Natychmiast rzednie mi mina. Och.

Nie, żebym miała coś do Hardy'ego. Skąd. Nawet jeśli pilnuje mnie w High & Low, to tylko dlatego, że mój brat go o to poprosił. Nie powinnam być z tego powodu na niego zła. Ani dlatego, że traktuje mnie jak dziecko. A jednak jakoś...

Czułabym się pewniej, gdyby chodziło o kogokolwiek innego.

– Wiem, że Hardy to też kumpel Duke'a – dodaje pospiesznie Pepper, zapewne błędnie zinterpretowawszy moją minę. – Ale dla żadnego z nas to nie ma znaczenia. Remy go lubi i mu ufa, to nam wystarczy.

– Duke'a i tak nie ma w mieście – informuję ją. – Wyjechał na jakiś czas. Jakaś tajna akcja czy coś.

– Wiem, Hardy mi wspominał, gdy ostatnio się widzieliśmy – przyznaje Pepper. – Tak czy inaczej... Chcielibyśmy zaklepać najszybszy możliwy termin, żeby mieć to już z głowy. Remy się obawia, że jeśli będziemy dłużej zwlekać, to się rozmyślę. Więc... Dam ci znać, ale nie zdziw się, jeśli ceremonia będzie miała miejsce w przyszłym tygodniu.

Wyobrażam sobie zbaraniałe miny członków rodziny Remy'ego i zaczynam chichotać. To zupełnie w stylu Pepper, odwalić im taki numer. Chętnie jej z tym pomogę, nawet jeśli to oznacza kolejny kontakt z Hardym.

Zresztą ja przecież serio nic do niego nie mam.

– Ian nie będzie zadowolony – mówię. – Wiesz o tym, prawda?

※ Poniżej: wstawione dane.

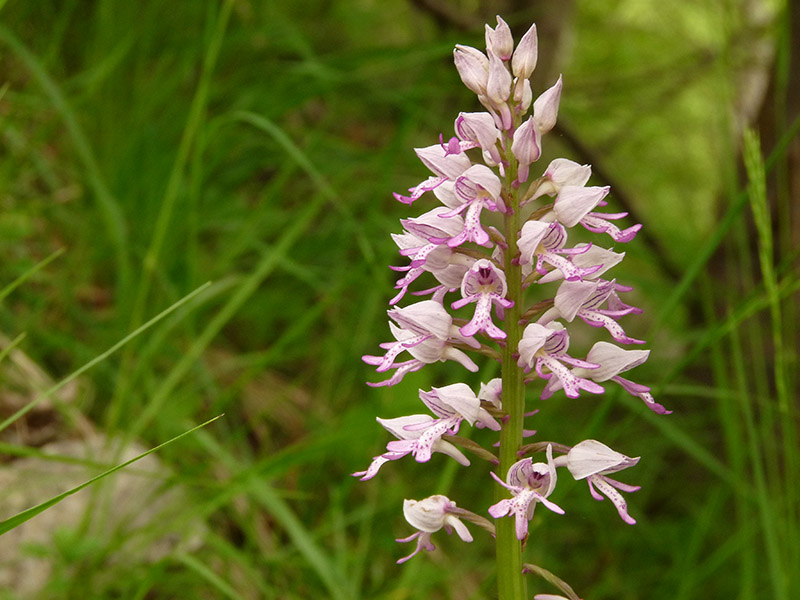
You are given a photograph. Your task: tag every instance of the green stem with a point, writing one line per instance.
(511, 583)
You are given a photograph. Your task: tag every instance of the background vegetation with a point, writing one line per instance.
(255, 144)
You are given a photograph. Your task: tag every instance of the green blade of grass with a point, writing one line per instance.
(29, 273)
(11, 345)
(18, 519)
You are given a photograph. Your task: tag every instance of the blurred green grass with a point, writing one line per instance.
(256, 145)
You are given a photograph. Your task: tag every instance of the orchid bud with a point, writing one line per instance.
(499, 40)
(473, 67)
(545, 109)
(525, 56)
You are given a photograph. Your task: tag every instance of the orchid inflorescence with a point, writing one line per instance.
(497, 232)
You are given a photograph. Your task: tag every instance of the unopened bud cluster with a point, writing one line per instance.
(460, 246)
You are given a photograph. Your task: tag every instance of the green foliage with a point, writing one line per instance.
(149, 148)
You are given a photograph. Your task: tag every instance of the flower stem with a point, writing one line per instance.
(511, 583)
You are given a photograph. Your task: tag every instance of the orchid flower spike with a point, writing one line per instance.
(429, 516)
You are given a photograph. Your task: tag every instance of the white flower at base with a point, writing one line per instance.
(429, 516)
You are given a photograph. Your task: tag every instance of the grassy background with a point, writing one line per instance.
(255, 144)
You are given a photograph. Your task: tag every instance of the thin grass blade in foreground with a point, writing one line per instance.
(20, 518)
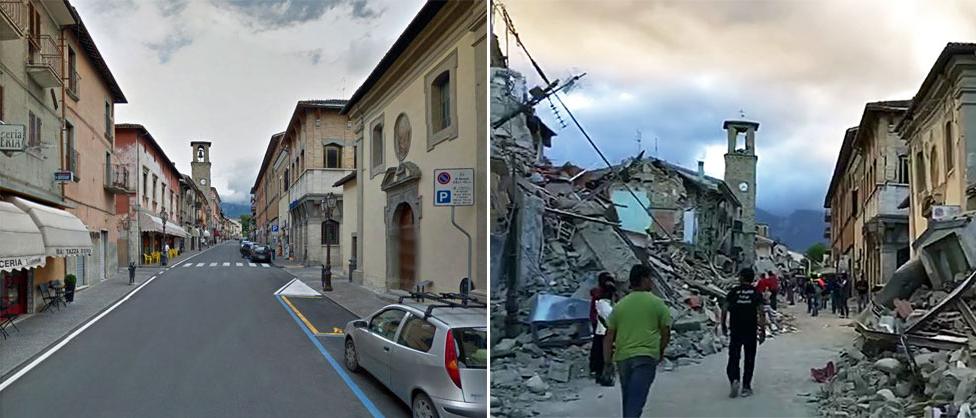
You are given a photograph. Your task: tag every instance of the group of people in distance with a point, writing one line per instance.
(631, 332)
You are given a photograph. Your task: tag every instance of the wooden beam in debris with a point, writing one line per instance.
(581, 217)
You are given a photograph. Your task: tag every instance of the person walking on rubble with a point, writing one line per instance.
(812, 291)
(861, 286)
(742, 314)
(602, 298)
(638, 331)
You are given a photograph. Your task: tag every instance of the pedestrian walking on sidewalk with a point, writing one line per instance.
(861, 286)
(638, 331)
(742, 314)
(604, 295)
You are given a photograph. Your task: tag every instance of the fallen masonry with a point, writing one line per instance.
(555, 228)
(916, 352)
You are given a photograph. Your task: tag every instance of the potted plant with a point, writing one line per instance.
(69, 287)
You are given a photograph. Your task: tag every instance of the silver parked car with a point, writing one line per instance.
(433, 357)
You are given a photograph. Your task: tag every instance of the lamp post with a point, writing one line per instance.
(163, 217)
(328, 204)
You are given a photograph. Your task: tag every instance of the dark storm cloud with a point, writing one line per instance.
(272, 14)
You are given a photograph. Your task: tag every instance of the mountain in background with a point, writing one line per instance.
(799, 230)
(235, 210)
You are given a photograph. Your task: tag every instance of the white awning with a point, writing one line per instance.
(21, 244)
(175, 230)
(64, 234)
(149, 223)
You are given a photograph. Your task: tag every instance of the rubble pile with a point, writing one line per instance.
(894, 384)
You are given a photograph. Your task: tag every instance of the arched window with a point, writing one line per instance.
(949, 154)
(330, 232)
(333, 156)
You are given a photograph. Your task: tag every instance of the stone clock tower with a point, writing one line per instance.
(200, 167)
(740, 175)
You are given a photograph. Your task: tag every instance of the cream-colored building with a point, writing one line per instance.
(940, 129)
(422, 108)
(89, 137)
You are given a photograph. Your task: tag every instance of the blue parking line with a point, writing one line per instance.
(335, 364)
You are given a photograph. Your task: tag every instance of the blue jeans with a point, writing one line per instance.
(636, 376)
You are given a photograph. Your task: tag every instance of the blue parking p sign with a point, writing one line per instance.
(443, 197)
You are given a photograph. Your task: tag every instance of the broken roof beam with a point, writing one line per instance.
(948, 300)
(581, 217)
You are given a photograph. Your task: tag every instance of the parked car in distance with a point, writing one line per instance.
(433, 358)
(246, 248)
(260, 254)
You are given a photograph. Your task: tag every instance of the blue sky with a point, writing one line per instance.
(675, 70)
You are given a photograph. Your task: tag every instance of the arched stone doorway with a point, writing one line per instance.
(406, 246)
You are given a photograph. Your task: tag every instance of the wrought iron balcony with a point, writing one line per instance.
(13, 19)
(44, 61)
(117, 179)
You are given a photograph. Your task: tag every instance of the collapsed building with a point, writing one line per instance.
(555, 228)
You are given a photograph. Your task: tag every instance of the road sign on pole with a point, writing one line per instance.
(454, 187)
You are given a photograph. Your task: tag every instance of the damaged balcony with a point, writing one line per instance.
(13, 20)
(44, 61)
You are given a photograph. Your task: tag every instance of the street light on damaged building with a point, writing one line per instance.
(328, 203)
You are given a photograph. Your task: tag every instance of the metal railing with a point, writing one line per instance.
(45, 51)
(16, 11)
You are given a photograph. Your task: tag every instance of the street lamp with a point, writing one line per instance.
(328, 204)
(163, 217)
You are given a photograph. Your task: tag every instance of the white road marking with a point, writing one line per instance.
(20, 373)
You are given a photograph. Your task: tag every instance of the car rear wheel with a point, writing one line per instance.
(423, 407)
(351, 358)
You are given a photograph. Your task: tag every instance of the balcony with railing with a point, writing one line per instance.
(13, 19)
(117, 179)
(44, 61)
(315, 182)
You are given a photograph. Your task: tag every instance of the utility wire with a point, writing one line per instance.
(510, 27)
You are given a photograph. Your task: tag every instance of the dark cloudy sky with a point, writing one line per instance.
(231, 71)
(676, 69)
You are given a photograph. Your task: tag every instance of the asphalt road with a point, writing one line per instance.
(203, 341)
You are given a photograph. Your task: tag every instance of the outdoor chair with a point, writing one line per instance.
(6, 319)
(47, 297)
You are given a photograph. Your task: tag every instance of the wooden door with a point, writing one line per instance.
(406, 247)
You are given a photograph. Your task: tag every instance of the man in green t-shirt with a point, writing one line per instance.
(638, 331)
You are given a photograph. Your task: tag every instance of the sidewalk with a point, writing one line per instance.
(357, 299)
(41, 330)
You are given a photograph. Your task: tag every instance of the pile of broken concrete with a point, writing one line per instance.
(890, 384)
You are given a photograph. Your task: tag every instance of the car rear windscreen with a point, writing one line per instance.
(472, 345)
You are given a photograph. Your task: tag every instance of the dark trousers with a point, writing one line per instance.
(596, 354)
(813, 305)
(636, 376)
(738, 343)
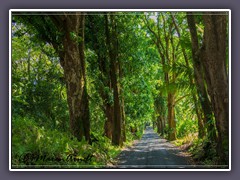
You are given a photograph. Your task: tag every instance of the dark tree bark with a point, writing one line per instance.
(100, 47)
(113, 53)
(171, 117)
(199, 78)
(166, 59)
(201, 122)
(214, 61)
(73, 63)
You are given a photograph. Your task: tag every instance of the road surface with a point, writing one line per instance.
(153, 152)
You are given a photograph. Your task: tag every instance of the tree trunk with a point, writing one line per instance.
(99, 46)
(200, 83)
(171, 118)
(214, 61)
(113, 53)
(201, 122)
(73, 64)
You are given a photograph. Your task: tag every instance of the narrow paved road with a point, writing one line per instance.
(153, 152)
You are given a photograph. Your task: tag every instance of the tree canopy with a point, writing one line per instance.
(86, 84)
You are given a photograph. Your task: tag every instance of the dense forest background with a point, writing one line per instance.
(86, 84)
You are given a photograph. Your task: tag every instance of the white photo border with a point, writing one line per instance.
(114, 10)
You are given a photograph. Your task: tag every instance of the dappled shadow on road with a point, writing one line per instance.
(152, 152)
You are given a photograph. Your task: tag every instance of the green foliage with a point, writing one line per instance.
(36, 146)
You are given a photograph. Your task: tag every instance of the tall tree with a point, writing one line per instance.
(213, 53)
(66, 33)
(112, 44)
(212, 56)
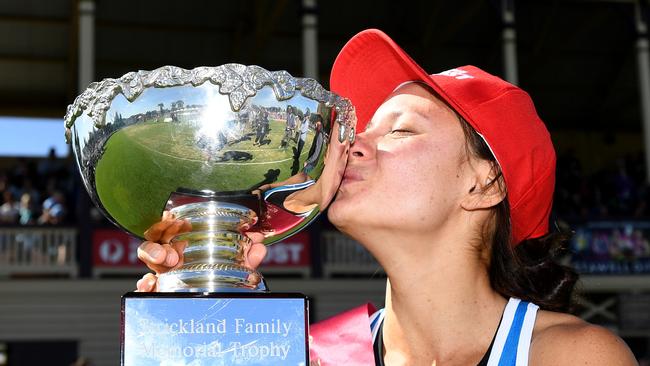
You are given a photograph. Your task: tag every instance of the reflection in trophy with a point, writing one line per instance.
(233, 149)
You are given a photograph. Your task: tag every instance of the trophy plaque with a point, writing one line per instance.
(234, 150)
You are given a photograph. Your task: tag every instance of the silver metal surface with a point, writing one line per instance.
(234, 149)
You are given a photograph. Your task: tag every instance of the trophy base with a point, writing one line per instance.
(214, 329)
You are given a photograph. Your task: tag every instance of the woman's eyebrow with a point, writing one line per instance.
(391, 116)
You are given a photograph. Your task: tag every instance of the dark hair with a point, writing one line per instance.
(528, 271)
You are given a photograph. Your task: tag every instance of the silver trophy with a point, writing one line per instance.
(235, 150)
(202, 143)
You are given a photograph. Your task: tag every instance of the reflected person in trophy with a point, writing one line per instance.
(196, 146)
(449, 184)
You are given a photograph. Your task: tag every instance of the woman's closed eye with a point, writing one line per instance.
(401, 132)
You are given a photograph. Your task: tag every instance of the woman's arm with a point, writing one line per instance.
(579, 343)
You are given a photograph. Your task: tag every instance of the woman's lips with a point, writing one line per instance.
(351, 176)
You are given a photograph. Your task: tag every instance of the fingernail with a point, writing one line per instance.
(155, 252)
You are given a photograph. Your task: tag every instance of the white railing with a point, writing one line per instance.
(343, 256)
(36, 250)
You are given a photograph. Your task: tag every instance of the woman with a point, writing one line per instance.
(450, 187)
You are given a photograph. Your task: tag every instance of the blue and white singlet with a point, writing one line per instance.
(509, 347)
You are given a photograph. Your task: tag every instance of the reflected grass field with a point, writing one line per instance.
(142, 164)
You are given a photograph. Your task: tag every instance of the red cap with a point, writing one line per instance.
(370, 67)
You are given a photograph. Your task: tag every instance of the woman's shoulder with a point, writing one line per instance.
(564, 339)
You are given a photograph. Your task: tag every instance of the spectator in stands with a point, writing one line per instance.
(10, 209)
(54, 210)
(26, 211)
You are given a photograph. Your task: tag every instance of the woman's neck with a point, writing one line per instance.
(439, 304)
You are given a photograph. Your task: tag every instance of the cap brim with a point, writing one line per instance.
(369, 68)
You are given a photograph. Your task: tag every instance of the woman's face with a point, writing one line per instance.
(407, 170)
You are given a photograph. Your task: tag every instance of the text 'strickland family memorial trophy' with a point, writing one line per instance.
(233, 149)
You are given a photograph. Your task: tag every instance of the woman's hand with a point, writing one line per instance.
(161, 255)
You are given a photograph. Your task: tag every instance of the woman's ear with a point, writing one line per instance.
(488, 188)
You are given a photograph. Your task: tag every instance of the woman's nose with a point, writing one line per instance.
(361, 147)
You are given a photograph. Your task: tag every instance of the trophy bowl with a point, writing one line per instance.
(233, 149)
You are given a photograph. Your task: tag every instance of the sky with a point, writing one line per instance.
(32, 137)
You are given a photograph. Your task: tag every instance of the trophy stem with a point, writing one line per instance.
(214, 254)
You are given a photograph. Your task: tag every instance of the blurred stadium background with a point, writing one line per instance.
(63, 267)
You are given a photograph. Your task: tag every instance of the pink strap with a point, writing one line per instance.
(343, 339)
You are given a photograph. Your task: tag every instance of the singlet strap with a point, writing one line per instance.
(376, 319)
(512, 342)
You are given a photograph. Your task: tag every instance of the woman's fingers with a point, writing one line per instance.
(147, 283)
(172, 230)
(151, 253)
(256, 254)
(160, 257)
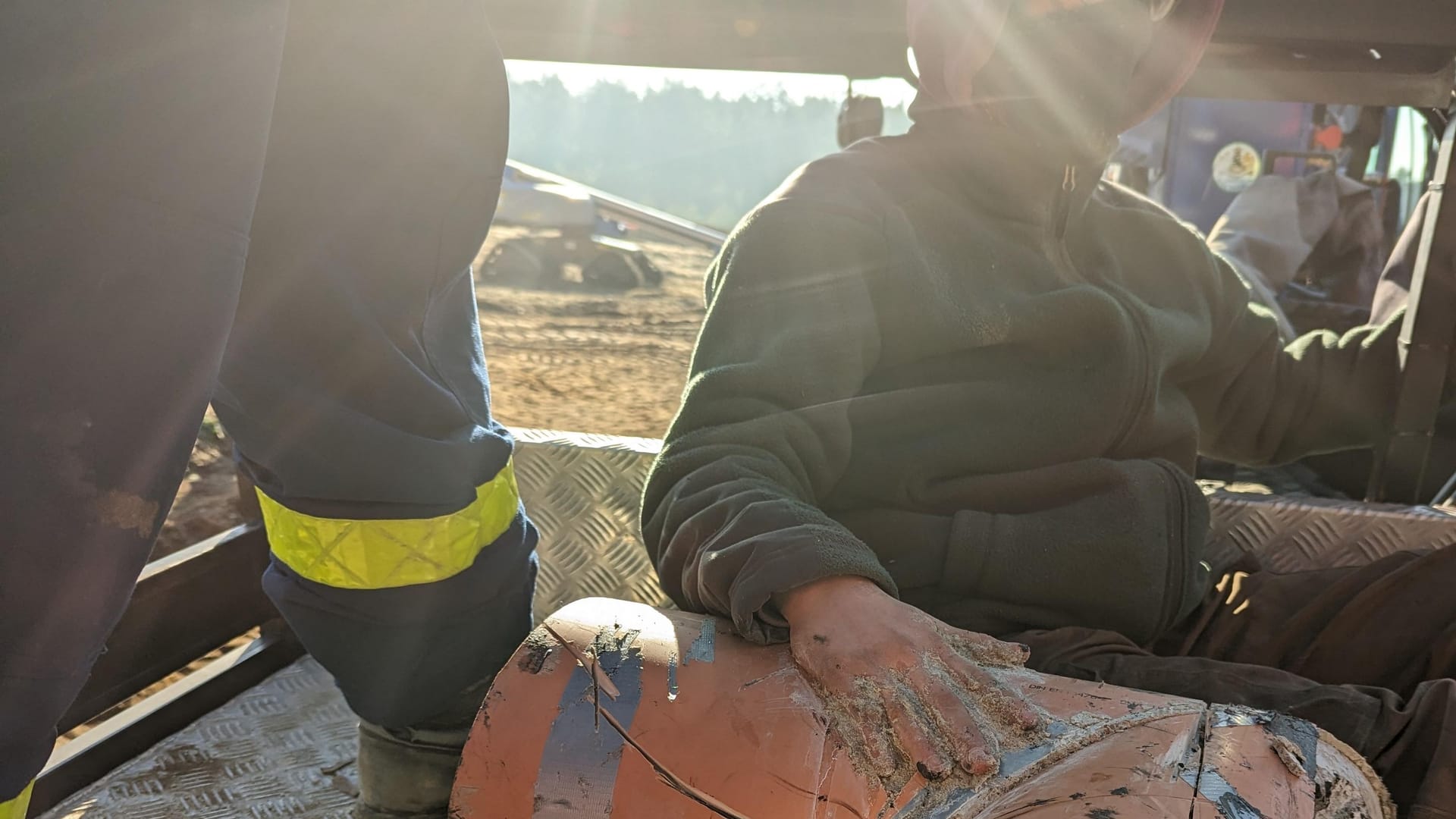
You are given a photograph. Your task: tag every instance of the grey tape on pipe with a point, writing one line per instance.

– To moje życie, Tabs – odpowiada Pepper z westchnieniem. – Wkurza mnie, że nie mogę o nim sama decydować, więc przynajmniej tę jedną rzecz zrobimy po naszemu. Prawdę mówiąc mam gdzieś, co powie na to Ian. Znając go, każe nam urządzić osobną ceremonię specjalnie dla mediów, i spoko, bo będziemy już mieć za sobą tę tylko dla nas. Tylko tego w tej chwili pragnę.

Uśmiecha się z rozmarzeniem, które tak strasznie do niej nie pasuje, że coś zaczyna kłuć mnie w sercu. Chciałabym kiedyś zakochać się tak jak ona. Znaleźć partnera, który skoczy za mną w ogień, tak jak Remy za nią. Nie dziwię się, że media w Nowym Orleanie za nimi szaleją. Są naprawdę piękną parą.

Cóż, mnie to raczej nie grozi. Nigdy nie miałam szczęścia do facetów, a kontaktów z nimi nie ułatwiało mi ani posiadanie nadopiekuńczego starszego brata, ani moje własne dziwactwa w postaci szalonej empatii.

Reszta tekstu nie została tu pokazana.